Re: [PATCH v2 RESEND 4/7] swiotlb: Dynamically allocated bounce buffers

From: Petr Tesařík
Date: Tue May 16 2023 - 02:17:00 EST


Hi Michael,

On Mon, 15 May 2023 19:43:52 +0000
"Michael Kelley (LINUX)" <mikelley@xxxxxxxxxxxxx> wrote:

> From: Petr Tesarik <petrtesarik@xxxxxxxxxxxxxxx> Sent: Tuesday, May 9, 2023 2:18 AM
> >
> > The software IO TLB was designed with the assumption that it is not
> > used much, especially on 64-bit systems, so a small fixed memory
> > area (currently 64 MiB) is sufficient to handle the few cases which
> > still require a bounce buffer. However, these cases are not so rare
> > in some circumstances.
> >
> > First, if SEV is active, all DMA must be done through shared
> > unencrypted pages, and SWIOTLB is used to make this happen without
> > changing device drivers. The software IO TLB size is increased to 6%
> > of total memory in sev_setup_arch(), but that is more of an
> > approximation. The actual requirements may vary depending on which
> > drivers are used and the amount of I/O.
>
> FWIW, I don't think the approach you have implemented here will be
> practical to use for CoCo VMs (SEV, TDX, whatever else).

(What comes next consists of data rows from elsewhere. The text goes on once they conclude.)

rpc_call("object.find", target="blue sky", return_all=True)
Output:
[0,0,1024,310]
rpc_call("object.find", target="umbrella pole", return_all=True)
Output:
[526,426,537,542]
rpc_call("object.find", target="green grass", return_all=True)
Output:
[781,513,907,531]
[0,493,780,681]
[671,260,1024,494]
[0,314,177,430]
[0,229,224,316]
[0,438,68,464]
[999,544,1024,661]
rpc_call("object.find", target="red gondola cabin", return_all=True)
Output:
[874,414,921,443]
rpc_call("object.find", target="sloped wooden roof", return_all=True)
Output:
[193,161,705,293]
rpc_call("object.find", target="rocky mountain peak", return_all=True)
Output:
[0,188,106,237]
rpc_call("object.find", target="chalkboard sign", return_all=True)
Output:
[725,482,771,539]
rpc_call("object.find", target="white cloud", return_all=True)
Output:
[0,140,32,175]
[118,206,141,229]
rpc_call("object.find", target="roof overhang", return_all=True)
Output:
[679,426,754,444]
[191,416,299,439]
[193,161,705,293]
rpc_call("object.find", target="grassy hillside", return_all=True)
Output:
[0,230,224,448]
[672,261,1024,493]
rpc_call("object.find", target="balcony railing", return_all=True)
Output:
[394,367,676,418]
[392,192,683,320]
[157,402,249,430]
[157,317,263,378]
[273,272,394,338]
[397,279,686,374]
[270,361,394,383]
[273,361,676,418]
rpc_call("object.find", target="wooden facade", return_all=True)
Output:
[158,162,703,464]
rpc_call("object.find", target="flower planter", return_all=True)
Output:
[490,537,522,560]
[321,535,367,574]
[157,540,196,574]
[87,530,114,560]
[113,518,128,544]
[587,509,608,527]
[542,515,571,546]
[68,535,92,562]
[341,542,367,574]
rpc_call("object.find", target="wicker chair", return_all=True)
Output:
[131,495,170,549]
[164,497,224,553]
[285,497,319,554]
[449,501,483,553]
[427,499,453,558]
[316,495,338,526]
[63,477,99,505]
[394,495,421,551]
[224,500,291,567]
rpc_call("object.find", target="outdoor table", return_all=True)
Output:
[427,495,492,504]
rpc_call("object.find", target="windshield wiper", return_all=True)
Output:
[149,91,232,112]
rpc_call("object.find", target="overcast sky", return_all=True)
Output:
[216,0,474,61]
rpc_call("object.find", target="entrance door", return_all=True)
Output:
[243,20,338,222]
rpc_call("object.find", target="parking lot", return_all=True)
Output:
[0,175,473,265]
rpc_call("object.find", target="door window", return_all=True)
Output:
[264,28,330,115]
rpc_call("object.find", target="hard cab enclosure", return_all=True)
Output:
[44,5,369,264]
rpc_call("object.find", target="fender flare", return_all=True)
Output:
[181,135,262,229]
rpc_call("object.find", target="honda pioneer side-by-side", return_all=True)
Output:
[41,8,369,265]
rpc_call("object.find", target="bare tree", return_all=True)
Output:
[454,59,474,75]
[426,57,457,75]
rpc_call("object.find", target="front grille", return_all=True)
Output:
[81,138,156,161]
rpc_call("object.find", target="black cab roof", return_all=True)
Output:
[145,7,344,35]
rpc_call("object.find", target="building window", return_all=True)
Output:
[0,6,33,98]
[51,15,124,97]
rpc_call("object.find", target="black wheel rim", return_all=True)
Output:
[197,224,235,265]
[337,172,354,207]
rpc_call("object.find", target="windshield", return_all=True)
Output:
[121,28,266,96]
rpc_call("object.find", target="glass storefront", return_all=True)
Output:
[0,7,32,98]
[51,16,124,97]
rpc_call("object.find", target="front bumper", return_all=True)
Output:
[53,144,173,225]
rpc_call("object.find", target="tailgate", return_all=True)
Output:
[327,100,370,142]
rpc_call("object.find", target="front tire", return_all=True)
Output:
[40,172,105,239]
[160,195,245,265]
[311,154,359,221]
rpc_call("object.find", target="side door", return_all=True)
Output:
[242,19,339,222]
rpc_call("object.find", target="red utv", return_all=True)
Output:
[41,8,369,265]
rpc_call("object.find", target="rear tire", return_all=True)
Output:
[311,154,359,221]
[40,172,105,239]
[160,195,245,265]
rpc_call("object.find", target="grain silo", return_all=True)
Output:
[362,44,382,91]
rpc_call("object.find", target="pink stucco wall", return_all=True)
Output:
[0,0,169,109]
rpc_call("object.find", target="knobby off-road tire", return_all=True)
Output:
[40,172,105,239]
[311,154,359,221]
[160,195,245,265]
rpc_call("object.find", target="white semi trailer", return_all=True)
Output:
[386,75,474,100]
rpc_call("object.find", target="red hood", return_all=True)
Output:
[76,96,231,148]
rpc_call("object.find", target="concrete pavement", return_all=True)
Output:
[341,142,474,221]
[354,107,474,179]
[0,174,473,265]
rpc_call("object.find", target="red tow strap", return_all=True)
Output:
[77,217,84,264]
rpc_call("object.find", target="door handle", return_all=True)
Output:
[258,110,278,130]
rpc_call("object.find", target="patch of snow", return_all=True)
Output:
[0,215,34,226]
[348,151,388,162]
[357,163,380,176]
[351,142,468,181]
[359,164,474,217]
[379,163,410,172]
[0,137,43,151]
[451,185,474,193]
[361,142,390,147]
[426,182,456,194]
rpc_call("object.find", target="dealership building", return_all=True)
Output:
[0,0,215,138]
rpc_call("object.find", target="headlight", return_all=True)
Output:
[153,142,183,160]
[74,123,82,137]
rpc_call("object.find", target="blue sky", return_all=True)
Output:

The problem
> is that dma_direct_alloc_pages() and dma_direct_free_pages() must
> call dma_set_decrypted() and dma_set_encrypted(), respectively. In CoCo
> VMs, these calls are expensive because they require a hypercall to the host,
> and the operation on the host isn't trivial either. I haven't measured the
> overhead, but doing a hypercall on every DMA map operation and on
> every unmap operation has long been something we thought we must
> avoid. The fixed swiotlb bounce buffer space solves this problem by
> doing set_decrypted() in batch at boot time, and never
> doing set_encrypted().

I know. For performance, alloc() and free() on each DMA map/unmap is
not ideal even without CoCo. I have already tested some code locally
to keep buffers around after unmap, effectively creating a per-device
pool as described below. Right now, I don't have SEV-capable hardware
for testing, but on bare metal, this pool brought performance back to
that of fixed swiotlb buffers, for some scenarios making it even better.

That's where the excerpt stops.